On Tue, Nov 8, 2022 at 12:08 PM sirisha chamarthi <sirichamarthi22@gmail.com> wrote: > > On Fri, Nov 4, 2022 at 11:02 PM Amit Kapila <amit.kapila16@gmail.com> wrote: >> >> On Fri, Nov 4, 2022 at 1:40 PM sirisha chamarthi >> <sirichamarthi22@gmail.com> wrote: >> > >> > A replication slot can be lost when a subscriber is not able to catch up with the load on the primary and the WAL to catch up exceeds max_slot_wal_keep_size. When this happens, target has to be reseeded (pg_dump) from the scratch and this can take longer. I am investigating the options to revive a lost slot. >> > >> >> Why in the first place one has to set max_slot_wal_keep_size if they >> care for WAL more than that? > > Disk full is a typical use where we can't wait until the logical slots to catch up before truncating the log. >
Ideally, in such a case the subscriber should fall back to the physical standby of the publisher but unfortunately, we don't yet have a functionality where subscribers can continue logical replication from physical standby.

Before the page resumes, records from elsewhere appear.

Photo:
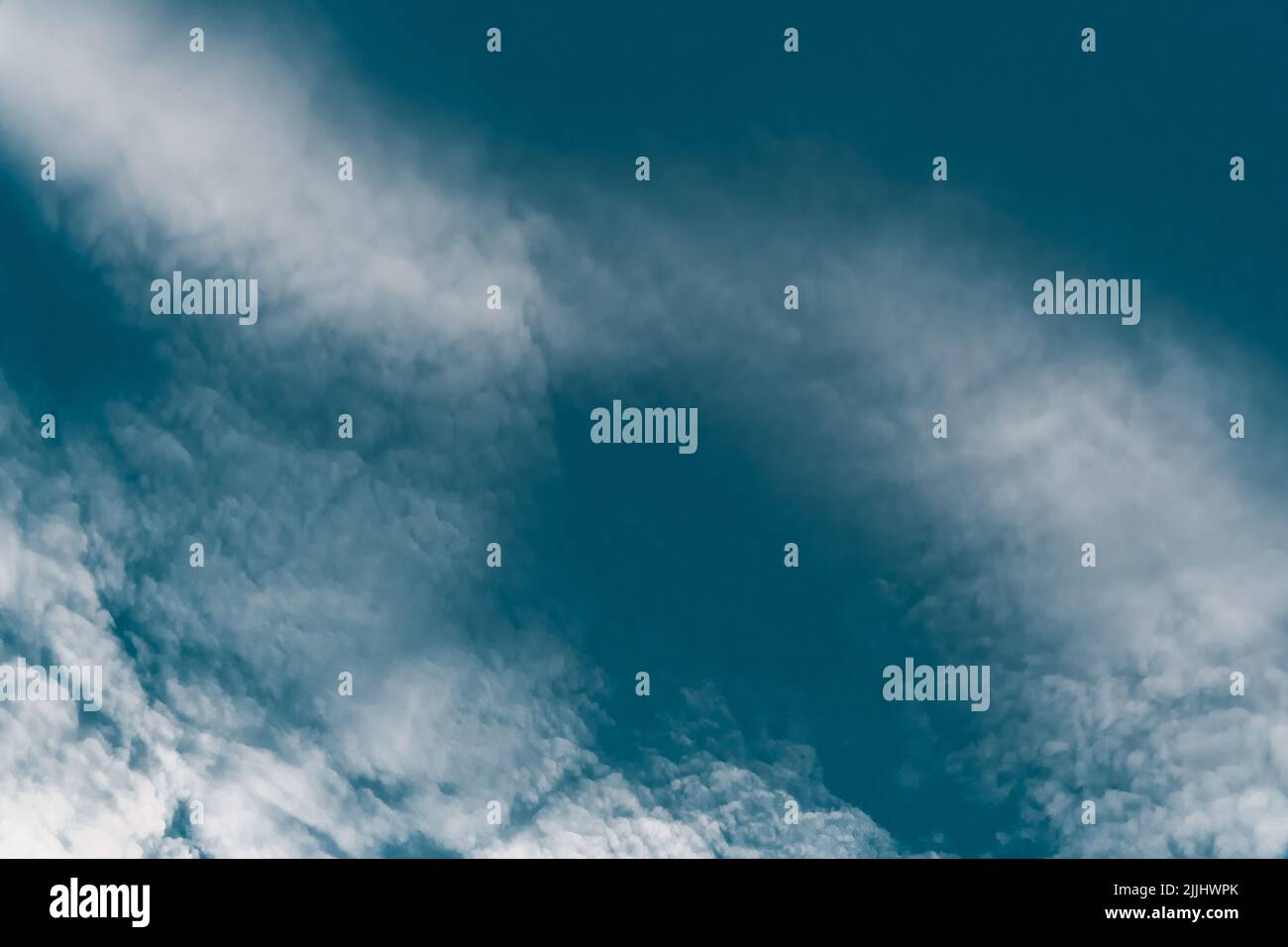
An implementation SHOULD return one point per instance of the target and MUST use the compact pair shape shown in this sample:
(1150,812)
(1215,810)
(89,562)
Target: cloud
(320,558)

Do you think if we had such functionality it would serve our purpose?
Don't think streaming from standby helps as the disk layout is expected to remain the same on physical standby and primary.
>> If you have a case where you want to >> handle this case for some particular slot (where you are okay with the >> invalidation of other slots exceeding max_slot_wal_keep_size) then the >> other possibility could be to have a similar variable at the slot >> level but not sure if that is a good idea because you haven't >> presented any such case. > > IIUC, ability to fetch WAL from the archive as a fall back mechanism should automatically take care of all the lost slots. Do you see a need to take care of a specific slot? >
No, I was just trying to see if your use case can be addressed in some other way. BTW, won't copying the WAL again back from archive can lead to a disk full situation.
The idea is to download the WAL from archive on demand as the slot requires them and throw away the segment once processed.